The term malabsorption connotes the failure to absorb or digest normally one or more dietary constituents. Patients with malabsorption often complain of diarrhea, and sometimes the distinction between malabsorption and diarrhea of other causes initially is difficult. For example, patients with primary lactase deficiency fail to absorb a specific dietary constituent, lactose, and a watery, osmotic diarrhea develops. However, most patients with malabsorption present with a syndrome characterized by large, loose, foul-smelling stools and loss of weight.
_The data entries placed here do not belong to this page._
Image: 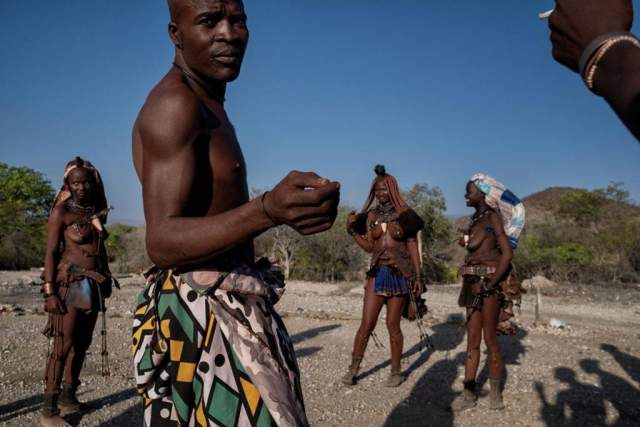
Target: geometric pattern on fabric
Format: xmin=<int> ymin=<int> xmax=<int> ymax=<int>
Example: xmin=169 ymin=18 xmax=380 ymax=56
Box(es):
xmin=132 ymin=272 xmax=275 ymax=427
On additional study, it is found that they cannot absorb fat and often carbohydrate, protein, and other nutrients also. Table DISORDERS THAT MAY CAUSE MALABSORPTION OR MALDIGESTION OF ONE OR MORE DIETARY CONSTITUENTS indicates that a wide variety of disorders of the organs of digestion can cause malabsorption or maldigestion.
Before discussing the disorders that may cause malabsorption, it is useful to review several of the diagnostic studies that are available to aid in evaluating patients with this condition. The number and order of diagnostic studies used depends on the clinical signs and symptoms of the patient.
The hemoglobin and hematocrit levels may identify an anemia that accompanies malabsorption. A low mean cell volume may be found in iron deficiency, whereas a high mean cell volume may result from malabsorption of folate or vitamin B12. Serum levels of liver enzymes, protein, amylase, calcium, folate, and vitamin B12 also may be helpful.
Plain films or computed tomography scan of the abdomen may show calcification within the pancreas, which indicates chronic pancreatic insufficiency.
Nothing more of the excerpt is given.